Il secondo testo qui riportato, J’ai saigné, sarà invece pubblicato da Cendrars vent’anni più tardi, nel 1938, con l’editore Grasset, all’interno di una raccolta di racconti intitolata La Vie dangereuse, ed è quindi solo ventitre anni dopo la perdita del braccio che Cendrars riesce a parlare davvero ed esplicitamente della sua esperienza, tornando a denunciare in modo inequivocabile non solo il massacro della guerra in sé, ma l’imperizia e la sprovvedutezza con cui fu combattuta. Qui Cendrars descrive nei più minuti particolari le vicissitudini immediatamente successive all’amputazione, da quando un’ambulanza lo trasporta al vescovado di Sainte-Croix a Chalons-sur-Marne, riconvertito in ospedale militare, dove suore e infermiere lo prendono in carico. Con la responsabile dell’ospedale, Adrienne, Cendrars stringerà una forte amicizia, venata di complicità, così come fraternizzerà con un giovane pastorello gravemente ferito. La morte di questi sarà però accelerata, dopo atroci sofferenze, dall’inopinata ispezione di un generale che è anche un luminare, uno dei più famosi dottori di Parigi, ma che per dimostrare la propria abilità medico-chirurgica finisce solo per mietere vittime.

In un racconto scopertamente autobiografico, Cendrars denuncia ancora una volta come una guerra cominciata per difendere il paese e perseguire un ideale si sia trasformata, per imperizia, presunzione e vigliaccheria degli alti gradi civili e militari, in un’assurda carneficina. Lo fa però con accenti d’umanità nuova, sicuramente assenti nell’opera precedente, che testimoniano di quanto la riflessione sulla guerra si sia amplificata e articolata in questi vent’anni nella sua mente, e di come abbia cominciato a percorrere, come un sotterraneo fil rouge, tutta la sua opera.

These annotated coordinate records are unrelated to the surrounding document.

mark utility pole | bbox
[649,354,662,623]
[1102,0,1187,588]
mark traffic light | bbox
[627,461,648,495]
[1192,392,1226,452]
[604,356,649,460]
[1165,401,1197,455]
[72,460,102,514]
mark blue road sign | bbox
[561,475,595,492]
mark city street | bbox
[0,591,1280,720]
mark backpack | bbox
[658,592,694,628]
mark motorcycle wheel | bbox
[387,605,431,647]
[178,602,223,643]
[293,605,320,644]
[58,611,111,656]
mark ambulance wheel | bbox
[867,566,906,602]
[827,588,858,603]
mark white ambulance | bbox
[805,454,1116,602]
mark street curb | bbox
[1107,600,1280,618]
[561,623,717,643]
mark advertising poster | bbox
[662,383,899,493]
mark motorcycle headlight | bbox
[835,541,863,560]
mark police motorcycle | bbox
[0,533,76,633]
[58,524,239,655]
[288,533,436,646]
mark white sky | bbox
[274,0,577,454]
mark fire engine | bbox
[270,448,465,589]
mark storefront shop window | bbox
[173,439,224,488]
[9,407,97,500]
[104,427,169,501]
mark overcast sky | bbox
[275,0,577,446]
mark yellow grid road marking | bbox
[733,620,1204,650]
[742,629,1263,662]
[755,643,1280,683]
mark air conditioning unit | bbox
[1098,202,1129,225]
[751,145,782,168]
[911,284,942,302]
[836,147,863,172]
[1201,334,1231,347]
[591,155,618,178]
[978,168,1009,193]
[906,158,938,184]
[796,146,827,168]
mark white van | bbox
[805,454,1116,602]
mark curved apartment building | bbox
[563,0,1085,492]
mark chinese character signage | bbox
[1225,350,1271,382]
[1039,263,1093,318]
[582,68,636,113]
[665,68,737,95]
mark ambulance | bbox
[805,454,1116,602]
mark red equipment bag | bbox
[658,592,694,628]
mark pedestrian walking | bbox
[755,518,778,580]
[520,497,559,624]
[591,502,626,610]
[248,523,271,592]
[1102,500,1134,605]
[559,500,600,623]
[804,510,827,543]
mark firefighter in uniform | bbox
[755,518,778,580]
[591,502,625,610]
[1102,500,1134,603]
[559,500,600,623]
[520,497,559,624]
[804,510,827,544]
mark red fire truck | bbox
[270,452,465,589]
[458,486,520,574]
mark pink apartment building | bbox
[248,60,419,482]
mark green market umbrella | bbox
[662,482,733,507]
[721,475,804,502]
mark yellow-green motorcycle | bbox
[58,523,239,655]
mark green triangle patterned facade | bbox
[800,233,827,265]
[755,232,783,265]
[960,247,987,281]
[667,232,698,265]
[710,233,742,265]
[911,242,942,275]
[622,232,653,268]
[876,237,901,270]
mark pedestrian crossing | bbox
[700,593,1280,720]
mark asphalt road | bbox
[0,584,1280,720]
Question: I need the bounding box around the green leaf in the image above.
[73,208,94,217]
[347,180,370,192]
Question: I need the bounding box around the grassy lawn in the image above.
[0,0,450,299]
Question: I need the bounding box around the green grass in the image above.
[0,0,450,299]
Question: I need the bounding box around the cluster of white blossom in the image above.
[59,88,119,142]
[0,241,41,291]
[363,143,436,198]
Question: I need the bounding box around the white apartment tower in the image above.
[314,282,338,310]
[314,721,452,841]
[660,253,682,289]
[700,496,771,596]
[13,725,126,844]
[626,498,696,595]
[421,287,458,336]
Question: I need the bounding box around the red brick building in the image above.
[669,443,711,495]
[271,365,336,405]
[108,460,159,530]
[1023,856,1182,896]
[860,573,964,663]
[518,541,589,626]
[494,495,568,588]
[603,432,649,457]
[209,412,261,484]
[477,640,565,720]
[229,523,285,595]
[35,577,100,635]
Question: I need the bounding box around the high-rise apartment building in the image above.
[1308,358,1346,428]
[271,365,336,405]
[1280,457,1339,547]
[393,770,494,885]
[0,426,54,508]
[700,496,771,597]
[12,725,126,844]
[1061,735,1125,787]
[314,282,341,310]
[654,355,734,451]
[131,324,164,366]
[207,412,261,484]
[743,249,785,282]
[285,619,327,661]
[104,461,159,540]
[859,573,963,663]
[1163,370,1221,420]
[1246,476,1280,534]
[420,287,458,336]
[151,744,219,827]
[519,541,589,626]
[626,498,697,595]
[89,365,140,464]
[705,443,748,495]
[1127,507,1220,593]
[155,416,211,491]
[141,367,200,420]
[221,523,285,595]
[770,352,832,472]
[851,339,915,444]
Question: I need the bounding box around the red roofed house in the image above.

Da citare infine a questo proposito, perché molto interessante sotto il profilo dell’espressione artistica, anche l’esperienza cinematografica di Cendrars, soprattutto per la sua partecipazione al film J’accuse di Abel Gance, come assistente ma anche come consulente per la vita in trincea. In una delle ultime sequenze del film, il protagonista Jean Diaz, un soldato ferito, racconta a tutti di un sogno che ha fatto, in cui si vede un esercito di feriti e mutilati risorgere dai campi di battaglia e tornare ai loro villaggi, per verificare se l’aver sacrificato la vita sia davvero servito a qualcosa. Proprio in prima fila, in questo esercito di morti viventi, compare con il suo moncherino, in una celebre sequenza, anche Cendrars. Era la prima volta che il cinema faceva davvero i conti con la centralità della morte nel conflitto, senza ricorrere ad alcuna grandeur, ad alcuna mitologia. Sembra che la sequenza sia stata, almeno in parte, ispirata dalle difficoltà che Cendrars ebbe a partecipare ai funerali di Apollinaire, il 13 novembre 1918. I festeggiamenti per la vittoria bloccarono infatti completamente Parigi, in un delirio collettivo che a Cendrars ispirò solo un senso di indignazione e disgusto, perché venivano completamente ignorati gli inauditi sacrifici umani che si erano resi necessari pr raggiungere quel risultato. Otto giorni dopo, di ritorno a Nizza dove si svolgevano le riprese, Cendrars organizzò uno squadrone di soldati feriti per girare appunto una delle sequenze più famose nella storia del cinema di tutti i tempi, sequenza che riecheggia fra l’altro il ritorno dei soldati caduti, evocato nella poesia Ombre proprio dall’amico e rivale Apollinaire. Il film, proiettato a partire dal marzo 1919 nelle sale Gaumont, provocò negli spettatori un enorme turbamento, e se ancora ne parliamo vuol dire che Cendrars e Gance avevano proprio colto nel segno.